Molecular alignment of fragmenting $\mathrm{H}_2{}^{+}$ and ${\mathrm{H}}_2$ in strong laser fields

We present time-dependent ab initio calculations of fragmenting $\mathrm{H}_2{}^{+}$ and ${\mathrm{H}}_2$ molecules in strong laser fields, taking into account all nuclear and electronic degrees of freedom. In particular, very different and apparently contradicting experimental observations on the alignment of fragmenting hydrogen molecules are naturally explained and consistently interpreted.
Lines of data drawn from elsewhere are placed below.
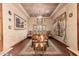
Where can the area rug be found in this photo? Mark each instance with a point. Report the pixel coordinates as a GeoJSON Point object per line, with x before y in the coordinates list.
{"type": "Point", "coordinates": [52, 50]}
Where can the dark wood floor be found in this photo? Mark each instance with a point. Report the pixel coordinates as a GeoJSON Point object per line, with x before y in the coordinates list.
{"type": "Point", "coordinates": [61, 46]}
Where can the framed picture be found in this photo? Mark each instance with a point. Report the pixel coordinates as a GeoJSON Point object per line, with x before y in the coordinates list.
{"type": "Point", "coordinates": [19, 23]}
{"type": "Point", "coordinates": [60, 26]}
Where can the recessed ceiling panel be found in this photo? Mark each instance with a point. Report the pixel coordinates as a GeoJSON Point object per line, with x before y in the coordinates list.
{"type": "Point", "coordinates": [36, 9]}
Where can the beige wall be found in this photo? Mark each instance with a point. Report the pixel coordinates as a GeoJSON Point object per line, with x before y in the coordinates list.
{"type": "Point", "coordinates": [33, 21]}
{"type": "Point", "coordinates": [71, 29]}
{"type": "Point", "coordinates": [12, 36]}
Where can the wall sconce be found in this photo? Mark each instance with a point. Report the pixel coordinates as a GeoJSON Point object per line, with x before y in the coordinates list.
{"type": "Point", "coordinates": [9, 27]}
{"type": "Point", "coordinates": [70, 14]}
{"type": "Point", "coordinates": [9, 12]}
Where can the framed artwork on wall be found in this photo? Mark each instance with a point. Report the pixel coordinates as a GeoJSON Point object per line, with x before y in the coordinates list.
{"type": "Point", "coordinates": [19, 23]}
{"type": "Point", "coordinates": [60, 26]}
In addition, striking differences in the alignment of fragmenting $\mathrm{H}_2{}^{+}$ and ${\mathrm{H}}_2$ are predicted. Whereas ${\mathrm{H}}_2$ fragments show decreasing alignment with increasing laser intensity, the alignment of $\mathrm{H}_2{}^{+}$ fragments is nearly independent of the intensity. This is in contrast to existing intuitive expectations, but in accord with available experimental data.

Figure 1

(Color online) Ground-state potential curves for $\mathrm{H}_2{}^{+}$ (top) and ${\mathrm{H}}_2$ (bottom, calculated using the Hartree-Fock approximation). The horizontal lines illustrate the vibrational levels of $\mathrm{H}_2{}^{+}$. The vertical dotted lines indicate the Franck-Condon region. The broken lines refer to the first excited surface of $\mathrm{H}_2{}^{+}$ shifted down by the energy of one photon for two wavelengths.

Figure 2

Evolution of the angle $\Theta$ between laser polarization and molecular axis as a function of time for $\mathrm{H}_2{}^{+}$ for two vibrational levels $\nu =6$ and 9 and the laser parameters (given above) of the experiments of Sändig et al. [20] (left side) and Williams et al. [21] (right side).

Figure 3

Evolution of the angle $\Theta$ between laser polarization and molecular axis as a function of time for ${\mathrm{H}}_2$ (upper graphs, initially in the vibrational ground state) and $\mathrm{H}_2{}^{+}$ (lower graphs, initially in the sixth vibrationally excited state) with the laser parameters (given above) of the experiments of Thompson et al. [18] (left side) and Frasinski et al. [19] (right side).

Figure 4

(Color online) $⟨{\cos }^2\Theta ⟩$ distribution (top) and fragmentation probability (bottom) for ${\mathrm{H}}_2$ and $\mathrm{H}_2{}^{+}$ as a function of the laser intensity. The wavelength of the laser is 266 nm and the pulse duration of the ${\sin }^2$ pulse is 50 fs.